Adrienne Meyer of Wonders and Marvels is blogging today about the dragons of ancient India:
“Dragons of enormous size and variety infest northern India,” concluded Apollonius of Tyana who traveled through the southern foothills of the Himalayas in the first century AD. “The countryside is full of them and no mountain ridge was without one.” Locals regaled visitors with fantastic tales of dragon hunting, using magic to lure them out of the earth in order to pry out the gems embedded in the dragons’ skulls.
Trophies of these quests were displayed in Paraka at the foot of a great mountain, “where a great many skulls of dragons were enshrined.” Ancient Paraka has never been identified, but linguistic clues suggest it was the ancient name for Peshawar. In later times a famous Buddhist holy place near Peshawar was known as “the shrine of the thousand heads.”
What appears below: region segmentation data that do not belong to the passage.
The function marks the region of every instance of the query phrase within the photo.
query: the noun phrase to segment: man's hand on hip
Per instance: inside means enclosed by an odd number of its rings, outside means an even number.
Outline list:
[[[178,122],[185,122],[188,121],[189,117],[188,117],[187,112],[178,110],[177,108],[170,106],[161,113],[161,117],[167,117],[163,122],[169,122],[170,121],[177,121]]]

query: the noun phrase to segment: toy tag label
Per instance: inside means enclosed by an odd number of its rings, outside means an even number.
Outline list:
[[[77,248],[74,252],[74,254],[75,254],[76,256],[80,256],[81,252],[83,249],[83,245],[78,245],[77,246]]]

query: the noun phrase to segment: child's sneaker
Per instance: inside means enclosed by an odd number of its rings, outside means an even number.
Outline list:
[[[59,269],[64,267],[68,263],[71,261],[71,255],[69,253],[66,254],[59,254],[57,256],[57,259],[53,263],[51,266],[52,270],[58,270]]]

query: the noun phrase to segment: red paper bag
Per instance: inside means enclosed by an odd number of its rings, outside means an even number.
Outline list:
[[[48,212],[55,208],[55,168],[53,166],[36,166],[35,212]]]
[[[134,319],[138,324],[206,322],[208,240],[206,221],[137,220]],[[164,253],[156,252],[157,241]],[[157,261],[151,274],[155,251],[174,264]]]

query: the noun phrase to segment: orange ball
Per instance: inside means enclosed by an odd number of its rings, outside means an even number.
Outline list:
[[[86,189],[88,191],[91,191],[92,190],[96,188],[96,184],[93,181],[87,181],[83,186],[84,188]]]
Not surprisingly (to me), the bones of prehistoric creatures are likely the explanation for these legends:
Apollonius traveled through the pass at Peshawar and southeast on a route that skirted the Siwalik Hills below the Himalayas. The barren foothills of the Siwalik range boast vast and rich fossil beds with rich remains of long-extinct bizarre creatures. On these eroding slopes and marshes from Kashmir to the banks of the Ganges, people in antiquity would have observed hosts of strange skeletons emerging from the earth: enormous crocodiles (20 feet long); tortoises the size of a Mini Cooper; shovel‑tusked gomphotheres, stegodons, and Elephas hysudricus with its bulging brow; chalicotheres and anthracotheres; the large giraffe Giraffokeryx; and the truly colossal Sivatherium (named after the Hindu god Siva), a moose‑like giraffe as big as an elephant and carrying massive antlers. It seems safe to guess that the “dragon” heads exhibited at Paraka included the skulls of some of these strange creatures from the Siwalik Hills.